O Parque Eólico Dogger Bank, com uma capacidade total de 3,6 GW e um dos maiores projetos eólicos offshore do mundo, é co-desenvolvido pela SSE Renewables, Equinor e Vårgrønn. Sua primeira fase de construção está em fase de conclusão.
Situado diretamente ao sul está o Dogger Bank South, uma joint venture de 3 GW entre a RWE da Alemanha e a Masdar, com sede nos Emirados Árabes Unidos, que obteve uma ordem de consentimento de desenvolvimento do governo do Reino Unido em maio passado. O conflito central surge da proximidade dos projetos entre si.
O efeito esteira descreve o fenômeno em que as turbinas eólicas extraem energia do fluxo de ar, criando zonas a jusante com velocidades de vento reduzidas. Quaisquer turbinas que operem nestas zonas sofrem uma eficiência de geração de energia drasticamente menor. Uma pesquisa da Universidade de Manchester estima que os parques eólicos do Mar do Norte perdem, em média, 12,7% da produção anual devido à interferência na esteira.
Durante a revisão do planeamento do Dogger Bank South, o consórcio existente do Dogger Bank alertou repetidamente que as novas turbinas iriam prejudicar o seu desempenho de geração. Avaliações financeiras independentes estimam o dano económico total ao longo da vida em aproximadamente £582 milhões.
As negociações comerciais fracassadas levaram os dois lados a tribunal. Os proprietários do Dogger Bank apresentaram um pedido de revisão judicial no Supremo Tribunal do Reino Unido, contestando a decisão do secretário de energia de conceder autorização de desenvolvimento à RWE. A RWE respondeu que o projecto cumpre as regras de licenciamento através de uma zona tampão de 7,5 quilómetros e passou por um processo de aprovação rigoroso e transparente.
De acordo com os procedimentos legais do Reino Unido, um juiz decidirá primeiro se concederá permissão para o caso prosseguir. Se aprovado, ambas as partes apresentarão provas ao tribunal para determinar se o consentimento do governo continha falhas processuais ou substantivas.
Nomeadamente, a legislação aprovada no Reino Unido no ano passado restringiu o acesso a recursos judiciais, com o objetivo de evitar atrasos prolongados em grandes projetos de infraestruturas. A disputa do Dogger Bank, no entanto, prova que tais desafios legais permanecem viáveis.

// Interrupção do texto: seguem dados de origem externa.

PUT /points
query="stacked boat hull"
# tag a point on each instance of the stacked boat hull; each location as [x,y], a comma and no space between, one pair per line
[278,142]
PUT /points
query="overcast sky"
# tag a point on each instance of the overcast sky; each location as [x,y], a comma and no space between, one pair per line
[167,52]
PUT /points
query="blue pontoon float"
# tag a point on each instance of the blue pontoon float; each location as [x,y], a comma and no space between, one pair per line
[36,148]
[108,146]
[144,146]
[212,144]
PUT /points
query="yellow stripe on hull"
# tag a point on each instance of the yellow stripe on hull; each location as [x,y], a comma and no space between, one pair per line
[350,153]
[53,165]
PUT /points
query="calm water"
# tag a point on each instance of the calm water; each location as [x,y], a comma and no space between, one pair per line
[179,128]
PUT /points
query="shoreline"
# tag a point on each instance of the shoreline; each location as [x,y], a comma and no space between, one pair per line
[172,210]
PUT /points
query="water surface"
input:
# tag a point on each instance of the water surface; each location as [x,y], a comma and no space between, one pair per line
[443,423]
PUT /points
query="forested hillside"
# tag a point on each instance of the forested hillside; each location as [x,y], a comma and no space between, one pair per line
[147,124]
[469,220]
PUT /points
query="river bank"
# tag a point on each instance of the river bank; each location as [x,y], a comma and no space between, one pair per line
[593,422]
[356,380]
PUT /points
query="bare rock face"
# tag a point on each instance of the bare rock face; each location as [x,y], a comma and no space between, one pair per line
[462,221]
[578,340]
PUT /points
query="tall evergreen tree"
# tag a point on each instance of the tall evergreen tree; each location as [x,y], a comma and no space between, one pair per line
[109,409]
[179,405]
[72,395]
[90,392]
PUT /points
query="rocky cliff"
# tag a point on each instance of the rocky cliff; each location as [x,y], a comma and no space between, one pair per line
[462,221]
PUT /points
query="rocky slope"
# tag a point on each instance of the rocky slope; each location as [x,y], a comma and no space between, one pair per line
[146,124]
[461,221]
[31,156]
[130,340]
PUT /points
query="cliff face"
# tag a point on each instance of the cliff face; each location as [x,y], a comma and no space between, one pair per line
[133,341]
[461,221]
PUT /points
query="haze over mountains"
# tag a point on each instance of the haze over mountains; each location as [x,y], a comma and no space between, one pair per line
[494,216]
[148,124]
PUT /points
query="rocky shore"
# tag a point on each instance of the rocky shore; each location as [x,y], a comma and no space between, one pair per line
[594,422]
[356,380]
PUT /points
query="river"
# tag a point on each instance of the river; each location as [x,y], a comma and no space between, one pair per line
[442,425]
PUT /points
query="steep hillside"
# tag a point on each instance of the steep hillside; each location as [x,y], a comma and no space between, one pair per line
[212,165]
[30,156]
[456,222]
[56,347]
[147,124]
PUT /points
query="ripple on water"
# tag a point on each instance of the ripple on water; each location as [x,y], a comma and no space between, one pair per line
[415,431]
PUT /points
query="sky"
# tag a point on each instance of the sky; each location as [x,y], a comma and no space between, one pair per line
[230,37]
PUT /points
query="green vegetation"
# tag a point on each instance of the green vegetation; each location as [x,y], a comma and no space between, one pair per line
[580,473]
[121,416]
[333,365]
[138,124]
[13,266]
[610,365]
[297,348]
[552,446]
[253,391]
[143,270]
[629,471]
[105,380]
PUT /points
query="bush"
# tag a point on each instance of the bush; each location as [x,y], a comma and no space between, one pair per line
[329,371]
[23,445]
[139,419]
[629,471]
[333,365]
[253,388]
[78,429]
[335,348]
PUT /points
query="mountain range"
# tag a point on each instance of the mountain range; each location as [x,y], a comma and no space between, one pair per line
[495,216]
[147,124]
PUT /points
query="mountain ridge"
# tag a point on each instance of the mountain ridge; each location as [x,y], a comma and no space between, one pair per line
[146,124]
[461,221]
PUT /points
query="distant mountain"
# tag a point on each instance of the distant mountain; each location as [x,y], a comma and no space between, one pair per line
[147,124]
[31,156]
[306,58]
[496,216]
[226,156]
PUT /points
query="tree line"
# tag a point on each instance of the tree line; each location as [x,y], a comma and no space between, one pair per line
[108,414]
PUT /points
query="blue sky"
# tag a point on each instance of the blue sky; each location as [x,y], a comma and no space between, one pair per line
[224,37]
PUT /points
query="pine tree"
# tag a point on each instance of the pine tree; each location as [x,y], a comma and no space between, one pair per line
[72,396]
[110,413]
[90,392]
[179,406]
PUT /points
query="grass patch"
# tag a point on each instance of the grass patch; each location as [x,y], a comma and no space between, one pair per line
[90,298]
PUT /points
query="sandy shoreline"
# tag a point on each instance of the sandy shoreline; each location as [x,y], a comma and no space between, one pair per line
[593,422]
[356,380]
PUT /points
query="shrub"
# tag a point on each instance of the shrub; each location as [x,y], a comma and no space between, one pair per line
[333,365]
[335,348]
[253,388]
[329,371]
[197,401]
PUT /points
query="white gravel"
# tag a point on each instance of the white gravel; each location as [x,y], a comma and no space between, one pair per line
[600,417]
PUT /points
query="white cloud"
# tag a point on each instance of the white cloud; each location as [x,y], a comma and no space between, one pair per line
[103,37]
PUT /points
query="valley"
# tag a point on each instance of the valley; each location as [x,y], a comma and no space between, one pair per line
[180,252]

O processo reflecte um desconforto generalizado em todo o sector eólico offshore da Europa.
Os preços das turbinas subiram 40% a 45% desde 2020, ultrapassando os aumentos nos custos de produção. A escassez de navios, o fornecimento limitado de terras raras e os prazos prolongados de ligação à rede reduziram as margens de lucro para cada desenvolvimento à escala de gigawatts. Qualquer fator que ameace o retorno do projeto agora enfrenta intenso escrutínio por parte dos desenvolvedores.
O recurso eólico em si permanece inalterado, mas a quantidade de energia que cada projecto pode capturar tornou-se uma disputa financeira que requer resolução através de legislação e planeamento espacial. Espera-se que o veredicto final neste caso do Reino Unido estabeleça um precedente jurídico histórico para conflitos de esteiras entre locais nos mercados eólicos offshore europeus.